Sepsis causes high mortality, exceeding 30% for patients with severe sepsis and rising to over 50% for patients with septic shock. Figures have improved in the last decade, probably thanks to improved early recognition of sepsis, but effective new therapies are lacking. As a consequence, improving outcome is a multifaceted task. One crucial measure is early and correct identification of high-risk patients in need of early intervention [25]. This study proposes one way of doing that. The proposed score allows stratification of patients with sepsis at four strata of risk for unfavorable outcome on the basis of APACHE II score and serum suPAR. Its negative predictive value of 94.5% makes the score useful in clinical practice. It may also guide decision-making in countries with a shortage of ICU beds. In those settings, selection of patients in real need of intensive care should rely not only on clinical judgment but also on the proposed score. Also, in a situation in which ICU beds are not available, this new stratification indicates which patients in the general ward should be intensively monitored. This applies even to patients who have uncomplicated sepsis but whose mortality remains between 5% and 10%, meaning that some will deteriorate over time. The use of the biomarker suPAR, which remains stably elevated for 10 days, in combination with APACHE II score may help to offer intensive care management early in these patients.

The use of scoring systems to guide decision-making in sepsis has been thoroughly criticized. The most recent example is the administration of recombinant human activated protein C licensed for patients with an APACHE II score of at least 25. It is proposed that guidance of sepsis therapy by biomarkers may easily fail because available scoring systems (APACHE II, in particular) manage to recognize either low-risk patients or very-high-risk patients but not the patients in between these two extremes [26]. The proposed risk stratification score fulfills this need because it recognizes not only patients lying at one of the two extremes - strata (i) and (iv) - but also patients lying in between, namely patients with an APACHE II score of less than 17 and suPAR of at least 12 ng/mL or patients with an APACHE II score of at least 17 and suPAR of less than 12 ng/mL, who belong to strata (iii) and (iv), respectively.
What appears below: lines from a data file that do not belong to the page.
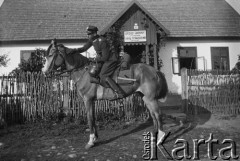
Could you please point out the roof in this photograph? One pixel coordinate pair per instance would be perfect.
(61, 19)
(128, 7)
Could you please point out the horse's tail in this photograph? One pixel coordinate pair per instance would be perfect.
(163, 90)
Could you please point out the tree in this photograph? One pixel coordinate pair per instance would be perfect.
(4, 60)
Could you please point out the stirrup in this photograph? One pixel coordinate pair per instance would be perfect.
(117, 96)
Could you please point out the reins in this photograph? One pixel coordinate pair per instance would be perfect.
(58, 73)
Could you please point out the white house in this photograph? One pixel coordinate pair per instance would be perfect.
(197, 34)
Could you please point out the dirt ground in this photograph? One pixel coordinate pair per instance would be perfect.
(58, 141)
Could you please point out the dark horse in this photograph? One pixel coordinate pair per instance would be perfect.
(148, 81)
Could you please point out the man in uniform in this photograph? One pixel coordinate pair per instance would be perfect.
(107, 59)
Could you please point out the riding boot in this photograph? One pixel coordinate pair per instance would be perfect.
(120, 93)
(94, 80)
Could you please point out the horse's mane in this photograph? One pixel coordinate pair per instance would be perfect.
(75, 60)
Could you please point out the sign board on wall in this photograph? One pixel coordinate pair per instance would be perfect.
(135, 36)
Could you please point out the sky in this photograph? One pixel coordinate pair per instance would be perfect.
(234, 3)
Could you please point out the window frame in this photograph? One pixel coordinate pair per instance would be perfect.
(176, 60)
(212, 57)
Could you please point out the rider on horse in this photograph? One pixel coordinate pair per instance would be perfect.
(105, 58)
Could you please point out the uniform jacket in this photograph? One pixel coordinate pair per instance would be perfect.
(101, 47)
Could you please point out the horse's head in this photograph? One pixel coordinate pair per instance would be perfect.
(54, 58)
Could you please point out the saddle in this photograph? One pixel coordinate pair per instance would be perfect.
(123, 75)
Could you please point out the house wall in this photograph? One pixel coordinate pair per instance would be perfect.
(13, 52)
(203, 50)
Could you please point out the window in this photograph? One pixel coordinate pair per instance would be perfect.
(220, 58)
(25, 55)
(187, 58)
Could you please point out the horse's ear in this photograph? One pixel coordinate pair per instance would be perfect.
(54, 42)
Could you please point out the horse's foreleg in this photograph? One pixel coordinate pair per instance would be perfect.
(91, 123)
(156, 113)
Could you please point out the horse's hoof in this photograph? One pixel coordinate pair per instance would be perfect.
(88, 146)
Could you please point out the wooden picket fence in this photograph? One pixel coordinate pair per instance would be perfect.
(217, 91)
(31, 96)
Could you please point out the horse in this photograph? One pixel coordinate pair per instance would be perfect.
(148, 81)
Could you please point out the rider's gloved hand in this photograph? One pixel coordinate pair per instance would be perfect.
(73, 51)
(91, 59)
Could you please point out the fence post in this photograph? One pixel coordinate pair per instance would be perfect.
(184, 95)
(65, 96)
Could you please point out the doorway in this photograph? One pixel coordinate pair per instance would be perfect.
(136, 52)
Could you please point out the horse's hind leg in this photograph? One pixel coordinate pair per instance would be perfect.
(156, 113)
(91, 123)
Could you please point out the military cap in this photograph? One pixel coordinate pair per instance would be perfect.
(91, 29)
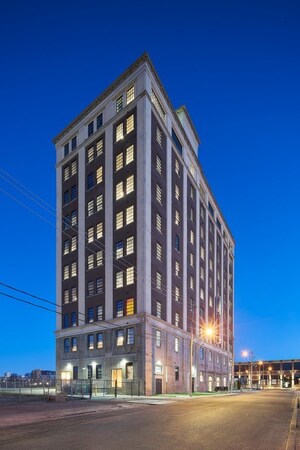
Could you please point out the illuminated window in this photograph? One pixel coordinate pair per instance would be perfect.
(130, 336)
(91, 343)
(99, 202)
(130, 124)
(158, 310)
(158, 164)
(129, 275)
(120, 338)
(119, 250)
(158, 251)
(130, 184)
(99, 147)
(99, 340)
(119, 190)
(99, 258)
(119, 161)
(130, 245)
(99, 233)
(129, 154)
(130, 95)
(159, 194)
(158, 338)
(119, 132)
(158, 281)
(129, 215)
(90, 292)
(91, 234)
(176, 344)
(119, 104)
(119, 220)
(129, 307)
(158, 222)
(119, 279)
(119, 308)
(66, 296)
(90, 208)
(90, 261)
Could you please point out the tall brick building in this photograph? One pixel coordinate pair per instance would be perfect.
(145, 259)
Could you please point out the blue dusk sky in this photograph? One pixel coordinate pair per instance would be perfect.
(236, 67)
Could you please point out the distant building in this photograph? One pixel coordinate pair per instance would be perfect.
(272, 373)
(145, 258)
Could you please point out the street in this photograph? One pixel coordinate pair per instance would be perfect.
(258, 420)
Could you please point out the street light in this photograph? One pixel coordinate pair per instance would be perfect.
(249, 353)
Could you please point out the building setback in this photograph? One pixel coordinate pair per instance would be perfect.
(145, 259)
A novel prediction rule with four levels of risk in sepsis is proposed. The rule is based on a composite risk stratification that uses APACHE II score and serum levels of suPAR. The value of this rule is based on the good risk assessment of patients not detected by APACHE II. Effective prognostication is confirmed by an independent cohort.

Key messages

  • New risk stratification is introduced for sepsis on the basis of APACHE II and the novel biomarker suPAR. This stratification allows early identification of patients at real risk for death, even when APACHE II score is low. The negative predictive value of this score is 94.5%.

  • The validity of this score is confirmed by an independent cohort of patients from Sweden.